Quonochontaug salt marsh immediately after dredged material was spread over sections of heavily degraded salt marsh in early 2019.

Quonochontaug salt marsh immediately after dredged material was spread over sections of heavily degraded salt marsh in early 2019. (Photo courtesy of Save The Bay)

A total of $18,100 was awarded to the Watch Hill Conservancy for enhancing ecosystem resilience at Napatree Point. The project includes invasive species management in restoration sites and other sensitive parts of Napatree, and directing visitors away from closed trails and plant restoration sites using cedar fencing that will not impede sand movement. The WHC found 25 different sites along the point that need invasive management, and the work will be completed in the spring and late summer to fall of 2019 (to be completed by December 2019). This project received Trust Fund monies in 2015 and 2017.

The Trust Fund awarded $16,900 to the Woonasquatucket River Watershed Council for the construction of the San Souci Drive Separated Bicycle and Pedestrian Facility along the river, in Providence. The project will add green infrastructure, and enhance local habitat value – includes construction of a bicycle and pedestrian greenway. Trust Fund monies will be used for native and pollinator-friendly plantings to enhance the habitat value of the green infrastructure practices, buffers and riverbank areas. Construction is slated to begin in spring of 2019.

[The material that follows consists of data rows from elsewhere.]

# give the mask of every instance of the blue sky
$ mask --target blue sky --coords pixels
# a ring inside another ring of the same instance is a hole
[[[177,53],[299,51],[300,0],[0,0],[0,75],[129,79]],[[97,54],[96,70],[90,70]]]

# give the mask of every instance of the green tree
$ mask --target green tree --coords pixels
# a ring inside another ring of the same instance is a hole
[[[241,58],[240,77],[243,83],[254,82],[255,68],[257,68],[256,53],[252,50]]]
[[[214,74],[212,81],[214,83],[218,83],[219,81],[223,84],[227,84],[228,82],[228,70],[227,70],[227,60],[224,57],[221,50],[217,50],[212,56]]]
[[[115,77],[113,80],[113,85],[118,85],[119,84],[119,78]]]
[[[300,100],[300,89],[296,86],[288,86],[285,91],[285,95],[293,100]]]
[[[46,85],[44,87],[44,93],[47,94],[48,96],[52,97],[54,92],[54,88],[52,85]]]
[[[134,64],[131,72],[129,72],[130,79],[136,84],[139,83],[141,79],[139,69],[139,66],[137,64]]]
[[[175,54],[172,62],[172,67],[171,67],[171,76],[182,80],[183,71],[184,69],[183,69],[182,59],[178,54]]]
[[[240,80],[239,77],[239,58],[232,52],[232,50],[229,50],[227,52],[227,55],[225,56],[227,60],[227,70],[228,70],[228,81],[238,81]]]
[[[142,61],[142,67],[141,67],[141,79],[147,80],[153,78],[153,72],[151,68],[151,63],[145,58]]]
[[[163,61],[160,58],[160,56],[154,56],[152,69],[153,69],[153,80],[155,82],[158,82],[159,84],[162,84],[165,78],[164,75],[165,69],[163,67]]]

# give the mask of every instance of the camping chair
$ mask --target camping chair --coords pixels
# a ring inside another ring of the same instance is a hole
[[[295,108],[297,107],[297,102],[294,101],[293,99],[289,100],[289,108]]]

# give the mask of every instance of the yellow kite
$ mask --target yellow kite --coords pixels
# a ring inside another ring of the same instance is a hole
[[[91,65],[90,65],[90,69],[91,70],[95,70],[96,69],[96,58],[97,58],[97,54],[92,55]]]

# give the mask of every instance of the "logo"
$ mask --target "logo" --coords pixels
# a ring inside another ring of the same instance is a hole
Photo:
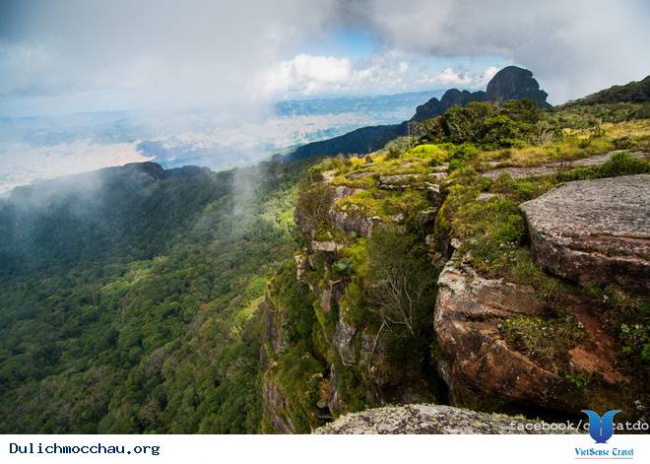
[[[589,435],[596,440],[596,443],[607,443],[614,434],[614,416],[621,412],[618,409],[607,411],[600,417],[594,411],[583,409],[587,417],[589,417]]]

Save The Bay received $5,000 for salt marsh adaptation and migration facilitation along Hundred Acre Cove in Barrington. Save The Bay and the Town of Barrington are using the results of the Rhode Island Salt Marsh Assessment and CRMC’s Sea Level Rise Affecting Marshes Model (SLAMM) Report to identify adaptation sites and migration corridors along Hundred Acre Cove. The partners have identified a northern site on the west side of Route 114 near the town line, and a southern site just west of Route 114. Adaptation techniques will be used on the sites, mosquito breeding habitat will be assessed, and each site will have a marsh adaptation plan.

Habitat restoration projects funded through the RI Coastal and Estuarine Habitat Restoration Trust Fund are recommended by the fund’s Technical Advisory Committee and approved by the RI Coastal Resources Management Council. Program funds come from the state’s Oil Spill Prevention Administration and Response Act (OSPAR), established by the legislature following the 1996 North Cape oil spill. Each year, the CEHRTF advisory committee, with approval of the CRMC allocates $225,000 from the OSPAR account to habitat restoration projects throughout the state.

“Because they serve many functions, from shoreline protection to improving water quality, restoring and enhancing natural areas and habitats is a very cost-effective way to increase Rhode Island’s resiliency to climate change and sea level rise,” said Grover Fugate, executive director of the CRMC.

To date and including this year, the Trust Fund has awarded $3.4 million for 127 projects, which have leveraged more than $27 million in matching funds. In its 16 years, the Trust Fund has helped to restore over 300 acres of coastal and estuarine habitat. Photos of the projects are available upon request.